Circulation Research | 2011
Stéphanie Debette; Sophie Visvikis-Siest; Ming-Huen Chen; Ndeye-Coumba Ndiaye; Ci Song; Anita L. DeStefano; Radwan Safa; Mohsen Azimi Nezhad; Douglas B. Sawyer; Jean-Brice Marteau; Vanessa Xanthakis; Gérard Siest; Lisa M. Sullivan; Michèle Pfister; Holly Smith; Seung-Hoan Choi; John Victor Lamont; Lars Lind; Qiong Yang; Peter Fitzgerald; Erik Ingelsson; Sudha Seshadri
Rationale: Vascular endothelial growth factor (VEGF) affects angiogenesis, atherosclerosis, and cancer. Although the heritability of circulating VEGF levels is high, little is known about its genetic underpinnings. Objective: Our aim was to identify genetic variants associated with circulating VEGF levels, using an unbiased genome-wide approach, and to explore their functional significance with gene expression and pathway analysis. Methods and Results: We undertook a genome-wide association study of serum VEGF levels in 3527 participants of the Framingham Heart Study, with preplanned replication in 1727 participants from 2 independent samples, the STANISLAS Family Study and the Prospective Investigation of the Vasculature in Uppsala Seniors study. One hundred forty single nucleotide polymorphism (SNPs) reached genome-wide significance (P<5×10−8). We found evidence of replication for the most significant associations in both replication datasets. In a conditional genome-wide association study, 4 SNPs mapping to 3 chromosomal regions were independently associated with circulating VEGF levels: rs6921438 and rs4416670 (6p21.1, P=6.11×10−506 and P=1.47×10−12), rs6993770 (8q23.1, P=2.50×10−16), and rs10738760 (9p24.2, P=1.96×10−34).

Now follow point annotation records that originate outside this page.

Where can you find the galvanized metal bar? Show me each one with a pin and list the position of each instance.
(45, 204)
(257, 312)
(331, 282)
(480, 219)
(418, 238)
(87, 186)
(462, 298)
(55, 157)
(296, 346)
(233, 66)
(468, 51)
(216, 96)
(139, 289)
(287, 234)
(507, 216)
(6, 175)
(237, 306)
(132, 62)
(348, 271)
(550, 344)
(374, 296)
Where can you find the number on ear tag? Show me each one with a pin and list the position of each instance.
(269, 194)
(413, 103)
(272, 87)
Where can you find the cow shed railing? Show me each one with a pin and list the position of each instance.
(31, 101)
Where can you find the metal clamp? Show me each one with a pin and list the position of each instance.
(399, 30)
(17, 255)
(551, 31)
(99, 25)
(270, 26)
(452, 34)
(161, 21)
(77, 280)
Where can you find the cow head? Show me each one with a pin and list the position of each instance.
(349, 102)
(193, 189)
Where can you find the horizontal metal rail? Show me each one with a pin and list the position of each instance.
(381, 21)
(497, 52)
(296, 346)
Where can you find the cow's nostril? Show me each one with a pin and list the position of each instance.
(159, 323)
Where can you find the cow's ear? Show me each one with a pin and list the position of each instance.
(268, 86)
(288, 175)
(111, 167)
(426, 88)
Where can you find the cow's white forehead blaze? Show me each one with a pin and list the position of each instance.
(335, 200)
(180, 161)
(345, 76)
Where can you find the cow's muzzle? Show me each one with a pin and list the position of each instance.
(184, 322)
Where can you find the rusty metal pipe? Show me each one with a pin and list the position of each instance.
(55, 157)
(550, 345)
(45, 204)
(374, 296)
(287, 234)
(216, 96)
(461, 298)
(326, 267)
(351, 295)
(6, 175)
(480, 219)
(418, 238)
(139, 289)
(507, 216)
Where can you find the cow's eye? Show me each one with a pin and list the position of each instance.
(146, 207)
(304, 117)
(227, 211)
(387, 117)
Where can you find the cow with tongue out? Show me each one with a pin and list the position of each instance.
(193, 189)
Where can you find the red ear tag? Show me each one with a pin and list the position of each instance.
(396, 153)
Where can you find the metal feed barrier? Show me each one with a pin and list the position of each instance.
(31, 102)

A genetic score including these 4 SNPs explained 48% of the heritability of serum VEGF levels. Six of the SNPs that reached genome-wide significance in the genome-wide association study were significantly associated with VEGF messenger RNA levels in peripheral blood mononuclear cells. Ingenuity pathway analyses showed found plausible biological links between VEGF and 2 novel genes in these loci (ZFPM2 and VLDLR). Conclusions: Genetic variants explaining up to half the heritability of serum VEGF levels were identified. These new insights provide important clues to the pathways regulating circulating VEGF levels.